Sarah Hamby of Kokomo, Indiana, lost her $300-a-week federal payment this summer after Gov. Eric Holcomb, a Republican, ended that benefit early. Hamby’s husband, who is 65, has kept his job working an overnight shift at a printing press throughout the pandemic. But he may decide to join the ranks of people retiring earlier than they’d planned.
And Hamby, 51, may do so herself if she doesn’t find work soon. The jobs she had for decades at auto factories have largely disappeared. The positions that she sees available now require skills she doesn’t have. Yet she isn’t desperate for just any job.
“I’m at a point where I feel too old to go off and get educated or trained to do other type of work,” she said. “And to be honest, I don’t want to go work at a computer, in an office, like what a lot of us are being pushed to do. So now I’m stuck between doing some line of work that pays too little for what it’s worth — or is too physically demanding — or I just don’t work.”
Nationally, the proportion of women who were either working or looking for work in September fell for a second straight month, evidence that many parents — mostly mothers — are still unable to manage their childcare duties to return to work.
Staffing at childcare centers has fallen, reducing the care that is available. And while schools have reopened for in-person learning, frequent closings because of COVID outbreaks have been disruptive for some working parents.
Exacerbating the labor shortfall, a record number of people quit their jobs in August, in some cases spurred by the prospect of higher pay elsewhere.
In Missouri, a group of businesses, still frustrated by labor shortages more than three months after the state cut off the $300-a-week federal jobless checks, paid for billboards in Springfield that said: “Get Off Your Butt!” and “Get. To. Work.”
The state has seen no growth in its workforce since ending emergency benefits.“We don’t know where people are,” said Brad Parke, general manager of Greek Corner Screen Printing and Embroidery, who helped pay for the billboards. “Obviously, they’re not at work. Apparently, they’re at home.”
Richard von Glahn, policy director for Missouri Jobs With Justice, an advocacy group, suggested that many people on the sidelines of the job market want more benefits or the flexibility to care for children.
“People don’t want to go back” to the pre-pandemic job market, von Glahn said. “Employers have a role in creating a work environment and offering a package that provides workers the security they need.”

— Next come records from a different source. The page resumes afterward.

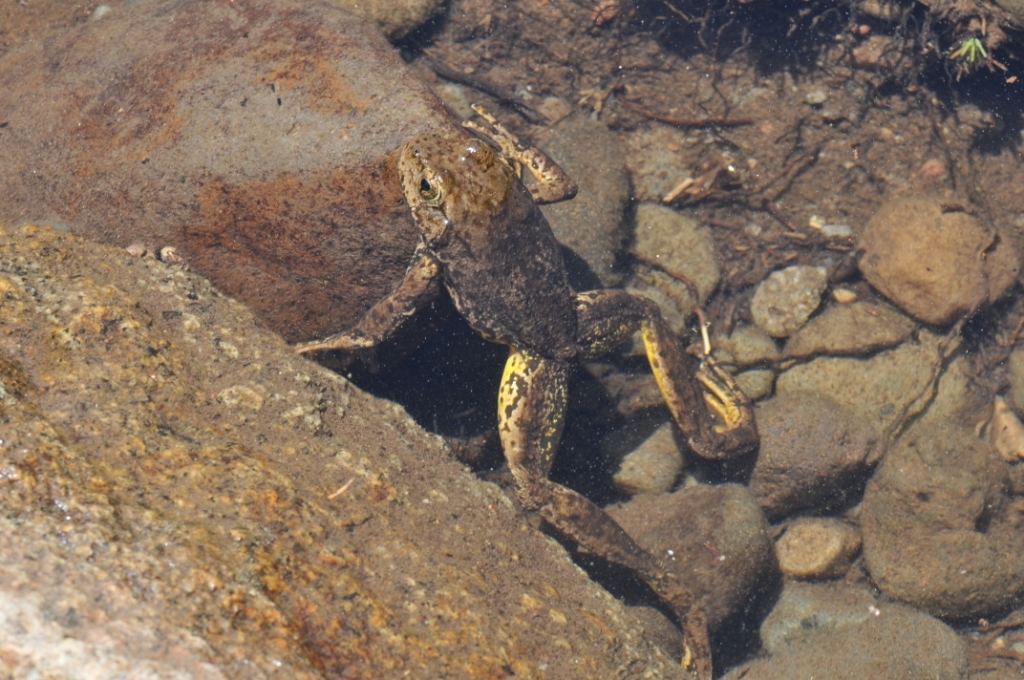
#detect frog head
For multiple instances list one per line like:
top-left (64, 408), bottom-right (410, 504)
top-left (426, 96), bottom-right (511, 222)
top-left (398, 132), bottom-right (517, 250)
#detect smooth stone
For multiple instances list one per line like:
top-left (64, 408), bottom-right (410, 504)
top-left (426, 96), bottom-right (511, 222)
top-left (724, 583), bottom-right (969, 680)
top-left (751, 265), bottom-right (828, 338)
top-left (750, 392), bottom-right (882, 520)
top-left (775, 517), bottom-right (860, 581)
top-left (857, 197), bottom-right (1021, 326)
top-left (782, 300), bottom-right (918, 358)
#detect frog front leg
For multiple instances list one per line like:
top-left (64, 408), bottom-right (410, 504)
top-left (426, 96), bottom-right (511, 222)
top-left (498, 348), bottom-right (712, 680)
top-left (295, 248), bottom-right (441, 354)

In Wyoming, fewer people are in the workforce now than when the state cut off all emergency jobless aid. Fear of contracting COVID-19 likely discouraged some people from seeking jobs, Wenlin Liu, chief economist at the state Economic Analysis Division, said last week.
Wyoming has one of the lowest vaccination rates in the country, he noted, and has been a COVID-19 hotspot since late summer. The surge in infections, Liu said, may be causing some parents to keep their children home.

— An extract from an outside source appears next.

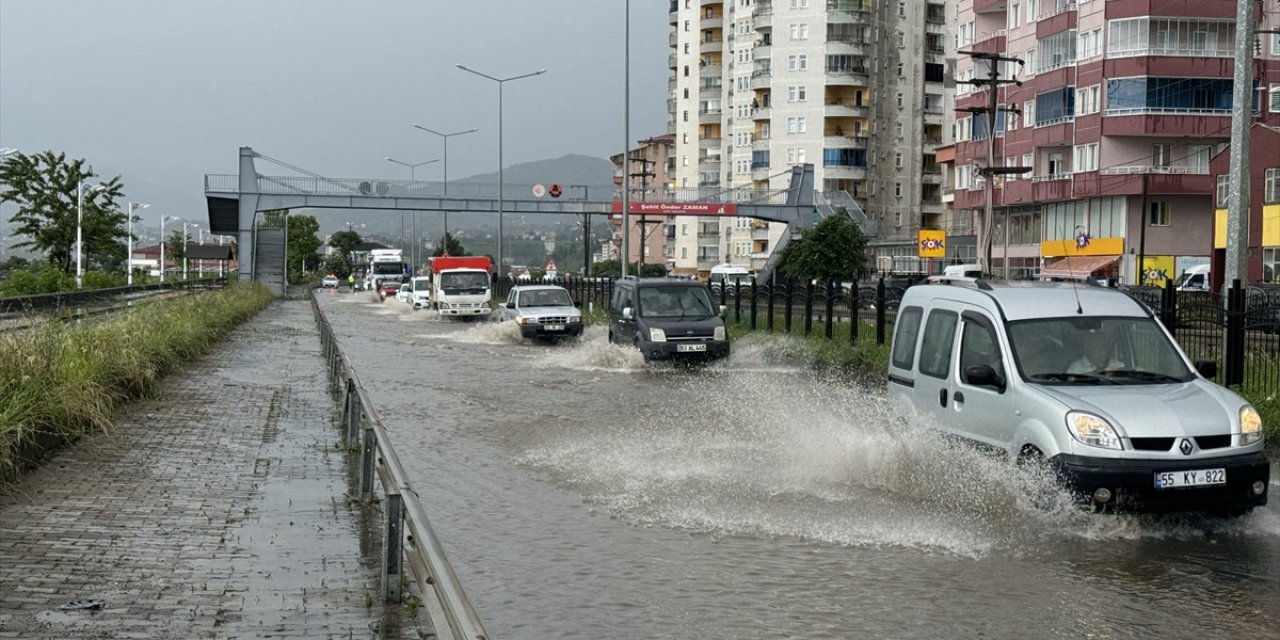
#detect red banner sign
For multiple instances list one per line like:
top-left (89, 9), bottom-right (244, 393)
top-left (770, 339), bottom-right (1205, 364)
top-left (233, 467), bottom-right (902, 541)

State Rep. Landon Brown, a Republican, defended the cutoff of federal unemployment aid. “Wyoming,” Brown said, “is not interested in continuing to allow the federal government to keep people away from jobs, paying them as much to stay home in some cases as to go and get a job.”
Mississippi ended all emergency jobless aid on June 12. Yet it had fewer people working in August than in May. In Tupelo last week, a job fair attracted 60 companies, including a recruiter from VT Halter Marine, a shipbuilder located 300 miles south. About 150 to 200 job seekers also attended, fewer than some businesses had hoped.

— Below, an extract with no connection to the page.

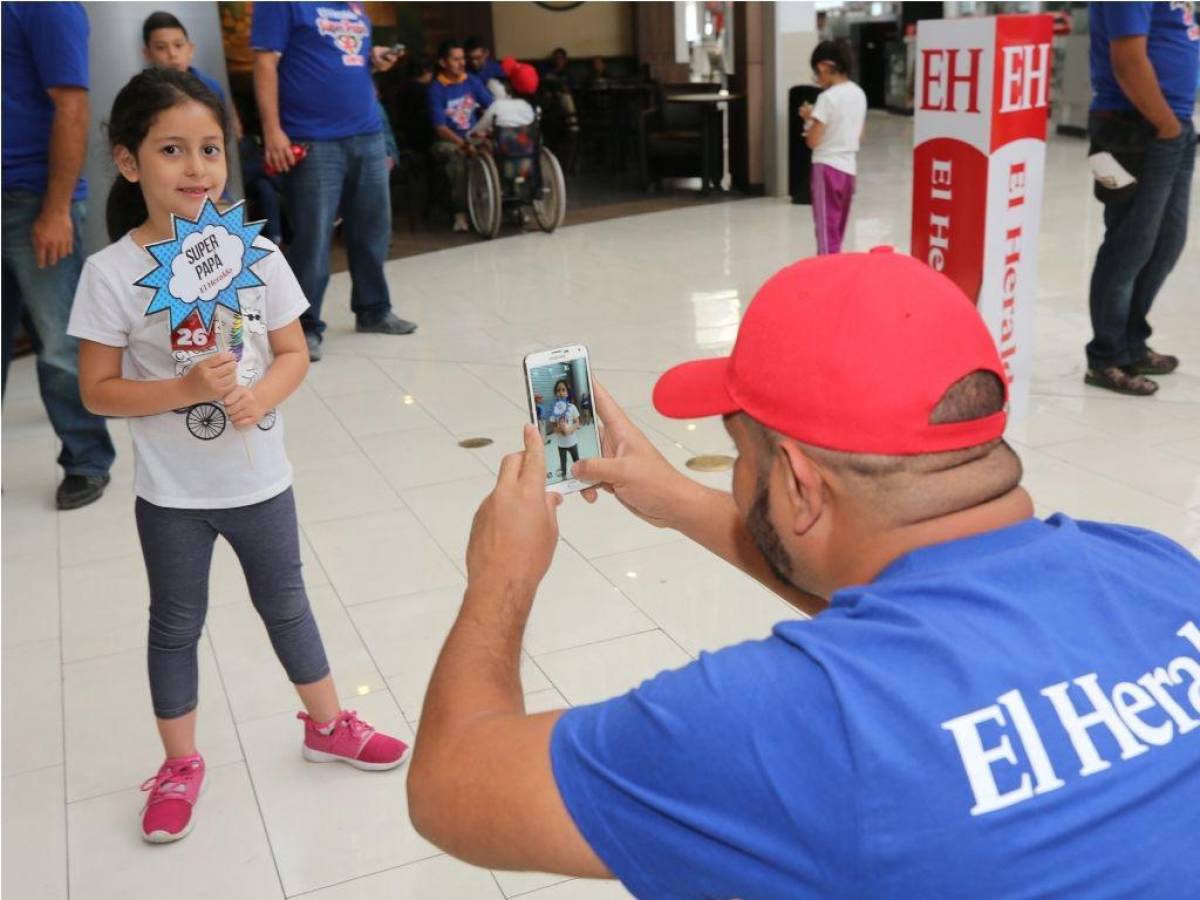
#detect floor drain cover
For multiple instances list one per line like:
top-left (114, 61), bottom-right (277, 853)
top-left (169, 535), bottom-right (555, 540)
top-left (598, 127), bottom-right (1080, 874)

Adam Todd had organized the job fair for the Mississippi Department of Employment Security, which helps people find jobs and distributes unemployment benefits.
The agency has received “calls of desperation,” Todd said, “from businesses needing to recruit workers during the pandemic. “We’re in a different point in time than we have been in a very long time,” Todd said. “The job seeker is truly in the driver’s seat right now.”